Data Sources

This article explains what data sources are and how to create and use them.

Data sources are a type of workload asset and represent a location where data is actually stored. They may represent a remote data location, such as NFS, Git, or S3, or a Kubernetes local resource, such as PVC, ConfigMap, HostPath, or Secret.

This configuration simplifies the mapping of the data into the workload’s file system and handles the mounting process during workload creation for reading and writing. These data sources are reusable and can be easily integrated and used by AI practitioners while submitting workloads across various scopes.

Data sources table¶

The data sources table can be found under Workload manager in the Run:ai platform.

The data sources table provides a list of all the data sources defined in the platform and allows you to manage them.

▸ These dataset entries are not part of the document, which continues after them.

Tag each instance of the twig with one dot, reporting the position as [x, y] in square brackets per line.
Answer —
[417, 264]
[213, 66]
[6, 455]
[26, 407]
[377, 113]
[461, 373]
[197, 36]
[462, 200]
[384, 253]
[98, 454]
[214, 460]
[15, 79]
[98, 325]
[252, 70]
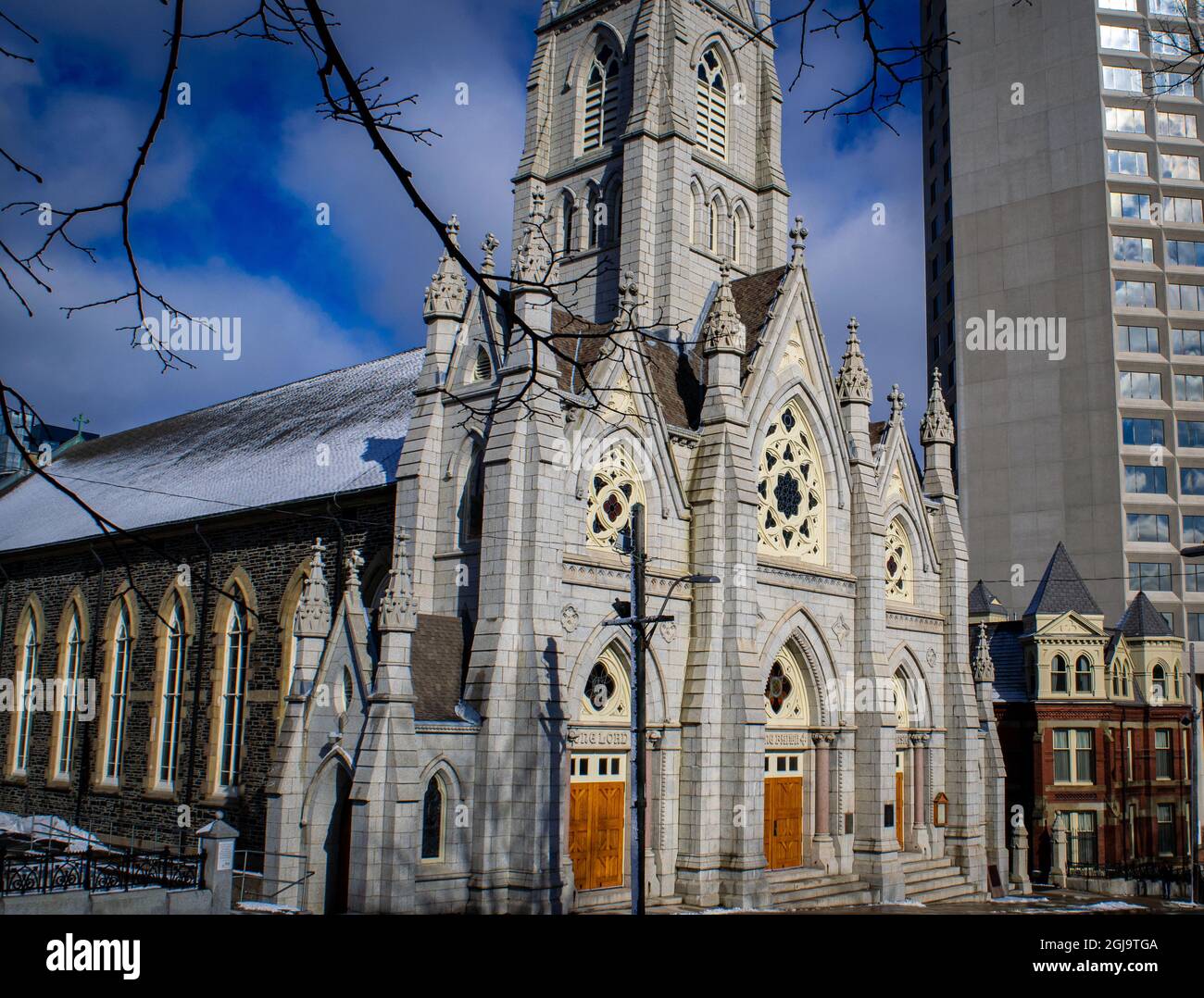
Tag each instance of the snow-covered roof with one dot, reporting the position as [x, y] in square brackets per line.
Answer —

The data sources table comprises the following columns:

Column	Description
Data source	The name of the data source
Description	A description of the data source
Type	The type of data source connected – e.g., S3 bucket, PVC, or others
Status	The different lifecycle phases and representation of the data source condition
Scope	The scope of the data source within the organizational tree. Click the scope name to view the organizational tree diagram
Kubernetes name	The unique name of the data sources Kubernetes name as it appears in the cluster
Workload(s)	The list of existing workloads that use the data source
Template(s)	The list of workload templates that use the data source
Created by	The user who created the data source
Creation time	The timestamp for when the data source was created
Cluster	The cluster that the data source is associated with

Data sources status¶

The following table describes the data sources' condition and whether they were created successfully for the selected scope.

Status	Description
No issues found	No issues were found while creating the data source
Issues found	Issues were found while propagating the data source credentials
Issues found	The data source couldn’t be created at the cluster
Creating…	The data source is being created
No status / “-”	When the data source’s scope is an account, the current version of the cluster is not up to date, or the asset is not a cluster-syncing entity, the status can’t be displayed

Customizing the table view¶

Filter - Click ADD FILTER, select the column to filter by, and enter the filter values
Search - Click SEARCH and type the value to search by
Sort - Click each column header to sort by
Column selection - Click COLUMNS and select the columns to display in the table
Download table - Click MORE and then click ‘Download as CSV’
Refresh - Click REFRESH to update the table with the latest data

Adding a new data source¶

To create a new data source:

Click +NEW DATA SOURCE
Select the data source type from the list. Follow the step-by-step guide for each data source type:

NFS¶

A Network File System (NFS) is a Kubernetes concept used for sharing storage in the cluster among different pods. Like a PVC, the NFS volume’s content remains preserved, even outside the lifecycle of a single pod. However, unlike PVCs, which abstract storage management, NFS provides a method for network-based file sharing. The NFS volume can be pre-populated with data and can be mounted by multiple pod writers simultaneously. At Run:ai, an NFS-type data source is an abstraction that is mapped directly to a Kubernetes NFS volume. This integration allows multiple workloads under various scopes to mount and present the NFS data source.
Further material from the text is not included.